Sobre o Plano Individual de Trabalho e o Relatório Individual de Trabalho (PIT/RIT) dos docentes da UFJF, o Centro de Gestão do Conhecimento Organizacional (CGCO) apresentou um protótipo. O CGCO, vinculado à Pró-Reitoria de Sistemas de Dados e Avaliação (Prosdav), está desenvolvendo um sistema para gerenciar os relatórios dos professores.

Nos próximos dias, o projeto piloto estará disponível para testes por duas semanas. Após a fase experimental e eventuais melhorias, a previsão é que o sistema seja finalizado no final de outubro e implementado no início de novembro.

Missão China

Outra deliberação da reunião ordinária do Conselho foi a autorização de afastamento internacional da reitora da UFJF, professora Girlene Alves. O afastamento ocorrerá no período de 8 a 22 de novembro de 2026.
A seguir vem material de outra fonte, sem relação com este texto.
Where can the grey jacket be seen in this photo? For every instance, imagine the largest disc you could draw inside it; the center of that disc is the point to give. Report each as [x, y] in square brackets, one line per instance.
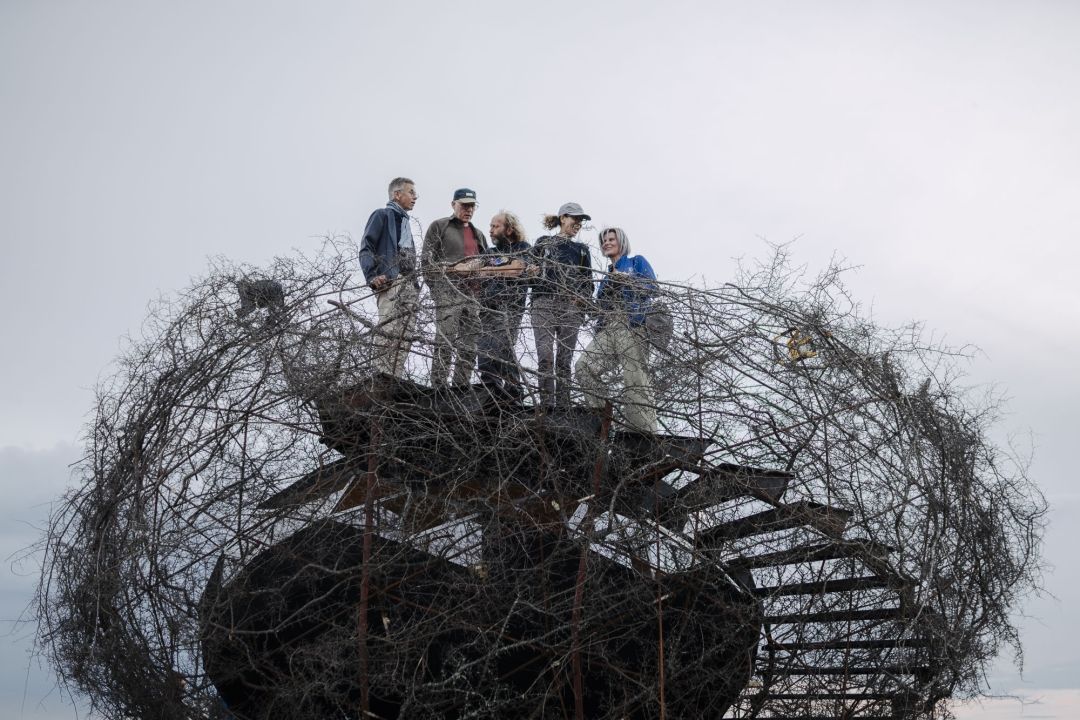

Girlene Alves viajará à República Popular da China para representar a instituição na missão da Associação Nacional dos Dirigentes das Instituições Federais de Ensino Superior (Andifes). O objetivo da missão é fortalecer e intensificar a cooperação acadêmica, científica e tecnológica entre universidades brasileiras e chinesas.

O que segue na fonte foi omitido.